The engineer designing the enclosure of a telescope has therefore the difficult task of finding a compromise in the exposure of the telescope to the wind, which will maximize the overall quality of the observation. Telescope enclosures are a very particular type of buildings, which must fulfill an unusual set of requirements. This situation has produced many different technical solutions, depending on a variety of parameters such as the size and type of the telescope, its geographic and meteorologic location, the type of observations pursued at and various other requirements concerning maintenance, access and operation.
It is important to underline that the problem, such that it is set
nowadays, is quite new.
Until a few years ago, the design of a telescope enclosure was
deemed to a quite straightforward matter and was based on a tradition
of dome building which had been inherited since the time of
refractive telescopes. These traditional concepts were applied
uncritically to make domes for
reflective telescopes with primary mirror sizes larger than 2 3
meters, and constituted an established practice of the art which
was in fact
hiding a basic ignorance of the interaction between a telescope
and its local atmospheric environment, particularly with respect
to the seeing problem. Moreover objective difficulties,
such as the
great variability of the atmospheric environment, hindered
comparisons and benchmarks among the best and largest
telescopes with respect to the real physical limitations to ground
based astronomy.
It was then only when particular circumstances proved unequivocally that some of the concepts traditionally used for the design of telescope enclosures were counterproductive, that innovative research work was undertaken on the subject.

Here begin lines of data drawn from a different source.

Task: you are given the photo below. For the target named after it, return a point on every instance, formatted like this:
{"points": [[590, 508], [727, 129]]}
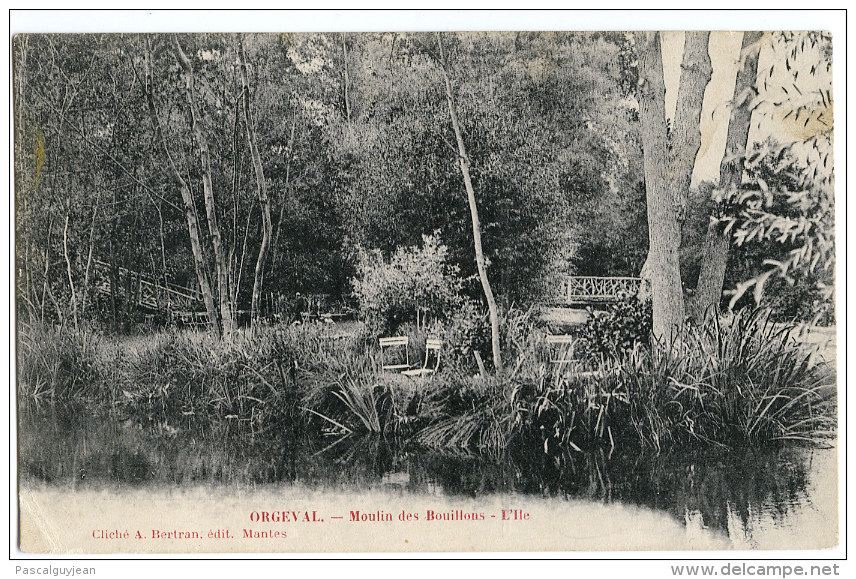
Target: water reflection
{"points": [[733, 491]]}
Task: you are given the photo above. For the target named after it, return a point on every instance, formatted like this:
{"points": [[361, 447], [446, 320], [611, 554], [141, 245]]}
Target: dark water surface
{"points": [[753, 496]]}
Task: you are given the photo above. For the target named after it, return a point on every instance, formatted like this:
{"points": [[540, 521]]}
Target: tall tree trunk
{"points": [[261, 186], [227, 317], [88, 268], [289, 148], [686, 133], [73, 298], [347, 80], [664, 231], [187, 198], [705, 301], [463, 162]]}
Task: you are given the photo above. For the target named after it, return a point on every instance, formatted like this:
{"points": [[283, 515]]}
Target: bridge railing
{"points": [[594, 289]]}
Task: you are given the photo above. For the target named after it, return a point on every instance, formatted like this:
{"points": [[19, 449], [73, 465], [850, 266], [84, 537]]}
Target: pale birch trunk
{"points": [[187, 198], [226, 314], [471, 197], [261, 187], [705, 301]]}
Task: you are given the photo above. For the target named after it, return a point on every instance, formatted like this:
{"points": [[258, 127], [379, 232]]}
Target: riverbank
{"points": [[745, 383]]}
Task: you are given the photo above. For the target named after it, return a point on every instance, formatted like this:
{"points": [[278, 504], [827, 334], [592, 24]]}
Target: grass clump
{"points": [[57, 364]]}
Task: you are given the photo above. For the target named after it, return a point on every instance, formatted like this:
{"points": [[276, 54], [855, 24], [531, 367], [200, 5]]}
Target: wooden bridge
{"points": [[591, 290], [146, 291]]}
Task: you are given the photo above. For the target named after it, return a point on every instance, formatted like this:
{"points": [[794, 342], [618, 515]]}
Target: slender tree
{"points": [[226, 314], [705, 300], [464, 164], [187, 199], [261, 185]]}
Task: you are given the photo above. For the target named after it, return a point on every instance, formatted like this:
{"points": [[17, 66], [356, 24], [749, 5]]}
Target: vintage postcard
{"points": [[411, 292]]}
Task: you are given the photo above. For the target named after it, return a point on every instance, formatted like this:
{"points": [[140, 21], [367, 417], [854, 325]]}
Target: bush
{"points": [[415, 279], [619, 329], [58, 365], [742, 384]]}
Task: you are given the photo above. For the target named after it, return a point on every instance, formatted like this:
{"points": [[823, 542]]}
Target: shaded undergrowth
{"points": [[744, 383]]}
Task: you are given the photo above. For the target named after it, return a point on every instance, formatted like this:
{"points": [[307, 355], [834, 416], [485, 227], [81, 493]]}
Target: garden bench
{"points": [[431, 346], [562, 349]]}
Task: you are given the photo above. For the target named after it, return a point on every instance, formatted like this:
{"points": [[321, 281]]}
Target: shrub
{"points": [[466, 331], [747, 383], [57, 365], [619, 329], [414, 279]]}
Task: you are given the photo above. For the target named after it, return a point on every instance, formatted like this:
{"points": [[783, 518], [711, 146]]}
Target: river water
{"points": [[82, 476]]}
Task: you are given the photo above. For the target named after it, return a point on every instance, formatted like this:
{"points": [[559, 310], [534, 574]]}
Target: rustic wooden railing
{"points": [[148, 292]]}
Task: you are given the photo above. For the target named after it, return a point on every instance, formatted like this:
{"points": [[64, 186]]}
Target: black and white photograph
{"points": [[425, 291]]}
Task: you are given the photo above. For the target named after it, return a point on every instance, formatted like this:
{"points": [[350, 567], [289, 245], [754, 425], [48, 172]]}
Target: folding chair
{"points": [[562, 351], [395, 344], [431, 346]]}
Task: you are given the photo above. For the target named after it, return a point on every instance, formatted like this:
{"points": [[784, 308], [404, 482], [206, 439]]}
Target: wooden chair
{"points": [[562, 350], [394, 344], [431, 346]]}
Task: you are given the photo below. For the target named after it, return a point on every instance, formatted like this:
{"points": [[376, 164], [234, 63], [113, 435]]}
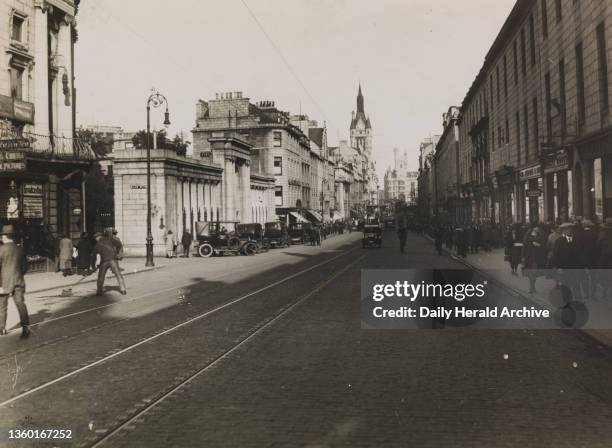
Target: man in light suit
{"points": [[13, 266]]}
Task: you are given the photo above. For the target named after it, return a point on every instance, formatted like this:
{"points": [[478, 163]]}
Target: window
{"points": [[16, 82], [278, 139], [562, 97], [17, 31], [278, 196], [278, 166], [532, 39], [602, 63], [526, 131], [580, 84], [498, 89], [523, 56], [515, 51], [548, 106], [536, 133], [505, 79], [507, 132], [544, 19]]}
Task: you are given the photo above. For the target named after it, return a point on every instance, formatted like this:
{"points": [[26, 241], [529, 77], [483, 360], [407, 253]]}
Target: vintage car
{"points": [[300, 232], [253, 232], [372, 236], [276, 234], [220, 238]]}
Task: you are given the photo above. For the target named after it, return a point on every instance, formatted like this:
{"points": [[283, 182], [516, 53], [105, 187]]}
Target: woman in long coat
{"points": [[65, 255], [534, 256]]}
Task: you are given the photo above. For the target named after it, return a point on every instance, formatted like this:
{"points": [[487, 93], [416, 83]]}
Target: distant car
{"points": [[300, 232], [372, 236], [389, 222], [220, 237], [276, 234]]}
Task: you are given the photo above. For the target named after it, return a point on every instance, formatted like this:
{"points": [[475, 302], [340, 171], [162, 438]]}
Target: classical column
{"points": [[41, 69]]}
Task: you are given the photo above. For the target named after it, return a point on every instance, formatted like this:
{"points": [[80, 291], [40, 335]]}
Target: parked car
{"points": [[372, 236], [220, 237], [300, 232], [276, 234], [254, 232]]}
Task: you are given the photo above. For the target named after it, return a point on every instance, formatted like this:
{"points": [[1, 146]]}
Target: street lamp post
{"points": [[156, 99]]}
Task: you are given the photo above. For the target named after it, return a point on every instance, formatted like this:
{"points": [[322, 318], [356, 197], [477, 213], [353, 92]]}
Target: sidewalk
{"points": [[44, 281], [493, 266]]}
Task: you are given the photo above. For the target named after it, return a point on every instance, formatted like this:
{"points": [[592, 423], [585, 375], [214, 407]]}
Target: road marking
{"points": [[169, 330], [128, 424]]}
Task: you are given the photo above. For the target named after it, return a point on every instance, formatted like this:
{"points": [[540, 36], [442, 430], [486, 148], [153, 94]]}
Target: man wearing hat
{"points": [[13, 266], [109, 252]]}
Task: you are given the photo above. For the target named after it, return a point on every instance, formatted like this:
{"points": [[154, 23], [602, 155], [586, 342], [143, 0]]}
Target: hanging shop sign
{"points": [[12, 161], [532, 172], [534, 192], [32, 196]]}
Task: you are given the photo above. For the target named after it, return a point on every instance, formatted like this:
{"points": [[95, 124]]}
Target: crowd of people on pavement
{"points": [[576, 254]]}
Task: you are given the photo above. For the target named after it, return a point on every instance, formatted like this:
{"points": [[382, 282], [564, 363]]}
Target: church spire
{"points": [[360, 100]]}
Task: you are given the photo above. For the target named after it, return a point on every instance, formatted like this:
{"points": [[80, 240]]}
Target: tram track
{"points": [[101, 308], [166, 331], [259, 329]]}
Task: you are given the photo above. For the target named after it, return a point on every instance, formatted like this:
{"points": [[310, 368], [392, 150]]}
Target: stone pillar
{"points": [[41, 70], [64, 98]]}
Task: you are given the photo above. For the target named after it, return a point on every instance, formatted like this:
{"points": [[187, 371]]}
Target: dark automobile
{"points": [[253, 232], [220, 237], [300, 232], [372, 236], [276, 234]]}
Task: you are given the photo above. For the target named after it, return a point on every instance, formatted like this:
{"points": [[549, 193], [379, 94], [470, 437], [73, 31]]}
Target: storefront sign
{"points": [[7, 166], [32, 200], [530, 173], [534, 192], [14, 143], [556, 161]]}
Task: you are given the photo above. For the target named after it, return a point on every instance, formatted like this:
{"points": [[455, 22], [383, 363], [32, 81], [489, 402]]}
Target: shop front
{"points": [[530, 192], [557, 185]]}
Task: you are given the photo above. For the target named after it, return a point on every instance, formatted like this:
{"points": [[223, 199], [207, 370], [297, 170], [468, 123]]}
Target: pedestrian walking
{"points": [[566, 259], [84, 254], [13, 266], [534, 256], [109, 251], [186, 242], [170, 245], [66, 250]]}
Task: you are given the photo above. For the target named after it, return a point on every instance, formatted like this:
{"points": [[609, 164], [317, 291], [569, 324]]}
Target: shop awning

Most of the work presented in this dissertation was performed in the
framework of the development of the new Very Large Telescope (VLT)
observatory by the European Southern
Observatory (ESO). The VLT observatory will be constituted by four 8-m
telescopes which will eventually
be able to combine their light beams into a single image. When
completed near the year 2000, the VLT will be the largest astronomical
observatory in the world.
Because the VLT project was started without prejudiced ideas, the development of the VLT covered a wide spectrum of conditions and design solutions. As a consequence this work should have applications well beyond the scope of the VLT project, and has the ambition to become a reference for the design of telescope enclosures.